Be a Competitor – But Be a “Good Guy”
Tom Brady is relentlessly, aggressively, borderline-insanely competitive. The ESPN article describes how he is reluctant to let backup quarterbacks take his reps in practice, because everyone in the league is so good and he never wants to lose his edge.
Patriots head coach Bill Belichick described how Brady’s competitiveness was exemplified by a time when he was playing golf at Pebble Beach (a notoriously tough golf course) and he had to be held by the back by his caddy to keep from falling 300 feet into the ocean while playing a shot that had rolled onto a cliff’s edge. Brady is even competitive while playing board games with teammates on a flight – to the point that he got mad while losing and threw the board game across the room.
Does this sound like Brady is a selfish sore loser? Well, his critics might say so – but people who are close to Tom Brady make it clear that he uses his competitive fire to be a better teammate and make people around him even better at their jobs. He sees himself as a team leader, not a solo superstar.
It’s OK to Have a Chip On Your Shoulder – if You Use it for Good Results
Tom Brady was almost never picked in the NFL draft – he was drafted in the 6th round at #199. He was underrated and overlooked by almost all of the football “experts.” While playing college football at Michigan, Brady sat on the bench behind a quarterback named Drew Henson who was arguably less talented than Brady. One time Brady was playing pickup basketball and the other team had a guy who was teasing him about Drew Henson. So Brady set a hard pick that knocked the player out of the game. Brady has also spoken repeatedly about how being overlooked by the rest of the NFL made him want to beat them even more.
Of course, it’s possible to go too far into a sense of destructive vindictiveness. But Tom Brady has used his sense of being overlooked and ignored to his advantage. Is there anyone in your life who you want to prove wrong? Did you get passed over for a business loan, not get hired by a certain company, or otherwise feel slighted by someone along the way? Why not use those feelings to your advantage by showing how successful you can be!

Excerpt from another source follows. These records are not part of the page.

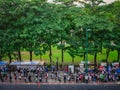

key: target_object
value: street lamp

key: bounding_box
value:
[85,29,90,73]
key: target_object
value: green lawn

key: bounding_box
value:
[2,47,117,64]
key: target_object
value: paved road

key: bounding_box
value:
[0,84,120,90]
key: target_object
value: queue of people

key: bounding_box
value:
[0,66,120,83]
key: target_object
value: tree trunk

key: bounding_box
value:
[29,51,32,61]
[100,42,103,54]
[8,52,12,63]
[49,44,52,63]
[83,52,86,61]
[106,49,110,66]
[94,52,97,68]
[18,50,22,62]
[72,57,74,63]
[106,49,110,79]
[61,48,64,63]
[117,49,120,67]
[0,55,2,61]
[40,54,42,60]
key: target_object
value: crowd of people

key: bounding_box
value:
[0,66,120,83]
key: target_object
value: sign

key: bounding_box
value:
[68,65,74,73]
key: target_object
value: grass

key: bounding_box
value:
[5,47,117,64]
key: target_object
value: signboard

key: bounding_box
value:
[68,65,74,73]
[101,62,107,66]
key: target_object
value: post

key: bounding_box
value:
[85,29,90,74]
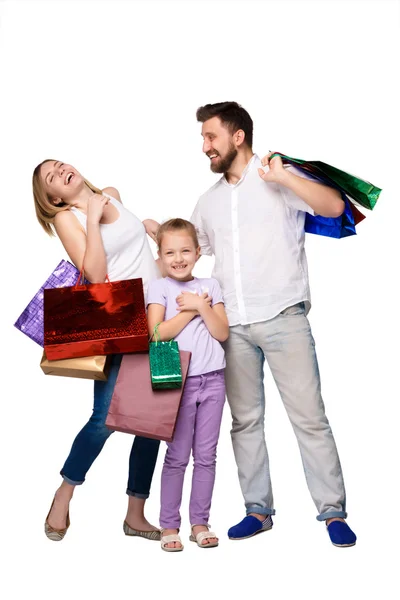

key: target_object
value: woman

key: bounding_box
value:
[33,160,160,541]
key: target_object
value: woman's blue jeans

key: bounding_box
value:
[61,354,160,498]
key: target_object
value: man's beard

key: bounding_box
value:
[210,144,237,173]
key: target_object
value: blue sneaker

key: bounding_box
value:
[327,521,357,548]
[228,515,273,540]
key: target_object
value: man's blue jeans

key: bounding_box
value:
[61,354,160,498]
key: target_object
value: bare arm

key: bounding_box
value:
[176,292,229,342]
[147,304,199,342]
[54,188,115,283]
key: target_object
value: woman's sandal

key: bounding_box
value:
[161,529,183,552]
[189,523,219,548]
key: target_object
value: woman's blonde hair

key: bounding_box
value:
[32,158,102,236]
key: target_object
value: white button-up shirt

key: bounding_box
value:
[191,154,314,326]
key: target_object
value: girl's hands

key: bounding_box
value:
[176,292,212,314]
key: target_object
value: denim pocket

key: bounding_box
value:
[279,302,306,317]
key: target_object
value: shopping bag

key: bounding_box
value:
[14,260,79,348]
[271,152,382,238]
[149,323,182,390]
[106,350,191,442]
[44,278,148,360]
[40,352,111,381]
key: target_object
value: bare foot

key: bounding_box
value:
[47,489,71,530]
[192,525,218,546]
[162,529,182,548]
[125,512,160,531]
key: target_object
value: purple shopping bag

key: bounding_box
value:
[14,260,79,348]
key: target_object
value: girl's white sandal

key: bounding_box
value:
[189,524,219,548]
[161,529,183,552]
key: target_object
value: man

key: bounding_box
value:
[191,102,356,547]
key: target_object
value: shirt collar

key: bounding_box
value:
[220,153,260,187]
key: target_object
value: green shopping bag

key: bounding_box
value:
[149,323,182,390]
[271,152,382,210]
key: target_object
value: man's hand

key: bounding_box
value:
[142,219,160,243]
[258,152,287,183]
[176,292,212,314]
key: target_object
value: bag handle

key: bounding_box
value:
[75,265,111,287]
[150,321,174,346]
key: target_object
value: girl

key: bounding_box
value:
[148,219,229,552]
[33,160,160,541]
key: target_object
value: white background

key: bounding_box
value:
[0,0,400,600]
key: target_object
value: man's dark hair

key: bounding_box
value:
[196,102,253,149]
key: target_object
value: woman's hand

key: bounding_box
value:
[176,292,212,314]
[142,219,160,243]
[87,194,110,224]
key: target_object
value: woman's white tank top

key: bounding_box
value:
[70,194,161,295]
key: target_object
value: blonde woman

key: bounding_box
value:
[33,160,160,541]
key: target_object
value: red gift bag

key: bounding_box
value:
[44,278,149,360]
[106,350,191,442]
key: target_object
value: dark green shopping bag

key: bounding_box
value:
[149,323,182,390]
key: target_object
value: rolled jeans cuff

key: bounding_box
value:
[126,488,150,500]
[60,473,85,485]
[317,510,347,521]
[246,505,275,516]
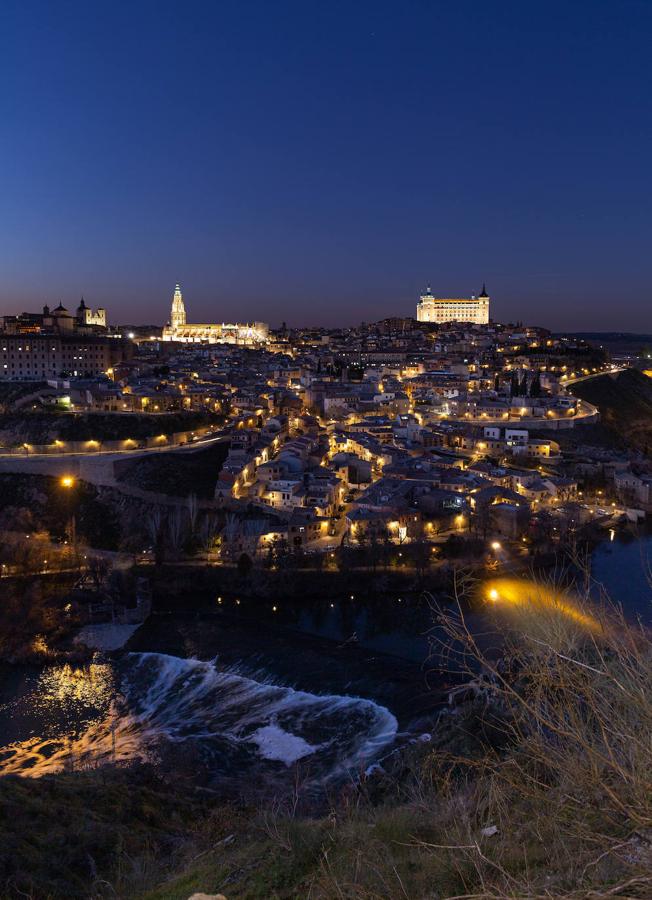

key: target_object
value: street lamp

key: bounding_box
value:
[59,475,77,553]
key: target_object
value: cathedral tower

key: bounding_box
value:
[170,285,186,328]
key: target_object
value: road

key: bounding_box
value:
[560,366,631,387]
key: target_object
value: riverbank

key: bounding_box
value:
[0,584,652,900]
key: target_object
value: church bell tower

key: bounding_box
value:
[170,284,186,328]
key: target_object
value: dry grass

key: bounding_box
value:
[5,564,652,900]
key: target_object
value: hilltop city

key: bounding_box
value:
[1,284,652,562]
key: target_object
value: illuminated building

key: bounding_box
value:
[417,285,489,325]
[163,284,269,344]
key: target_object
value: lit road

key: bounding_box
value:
[560,366,631,387]
[0,431,231,459]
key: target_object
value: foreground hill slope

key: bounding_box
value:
[569,369,652,450]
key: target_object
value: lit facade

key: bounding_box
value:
[0,333,126,381]
[417,285,489,325]
[162,284,269,344]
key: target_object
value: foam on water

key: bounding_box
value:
[0,653,397,782]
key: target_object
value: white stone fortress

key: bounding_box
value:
[417,285,489,325]
[163,284,269,345]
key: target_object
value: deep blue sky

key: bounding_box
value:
[0,0,652,331]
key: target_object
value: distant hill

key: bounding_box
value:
[569,369,652,450]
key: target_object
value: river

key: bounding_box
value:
[0,530,652,790]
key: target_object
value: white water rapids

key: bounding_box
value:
[0,653,397,783]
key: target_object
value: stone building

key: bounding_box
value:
[417,285,489,325]
[163,284,269,345]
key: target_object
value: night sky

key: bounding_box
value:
[0,0,652,331]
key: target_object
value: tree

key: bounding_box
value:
[237,553,254,578]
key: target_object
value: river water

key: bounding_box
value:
[0,530,652,790]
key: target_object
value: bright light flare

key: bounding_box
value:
[483,578,602,632]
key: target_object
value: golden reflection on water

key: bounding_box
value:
[35,662,114,707]
[0,662,143,778]
[482,578,602,632]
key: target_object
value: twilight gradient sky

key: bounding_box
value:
[0,0,652,331]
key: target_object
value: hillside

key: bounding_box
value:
[569,369,652,450]
[0,599,652,900]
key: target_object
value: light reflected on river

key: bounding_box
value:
[0,662,144,777]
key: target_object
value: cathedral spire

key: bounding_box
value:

Build Strong Relationships With Your Team
People who work and play with Tom Brady have been quoted as saying that he’s an even better person than he is a football player. He’s taken the time to visit his coach Charlie Weis’s family in the hospital, spending the whole weekend there while Weis was getting bypass surgery. When his coach Josh McDaniel got a new job as head coach of the Denver Broncos, Brady sent a heartfelt message to the family that he’d be rooting for the Broncos in every game except the ones where they played the Patriots. Patriots players – even the backup quarterbacks – say that Tom Brady is an amazing teammate who has helped them get better at their jobs and achieve big things as a team. Even though he’s an intense competitor, he takes care of his team first.
Business leadership and success has some similarities with football success – it’s all about teamwork, helping the people around you get better at what they do, building relationships, and setting big goals. Even if you never win a Super Bowl, you can find inspiration and clarity from the example of Tom Brady.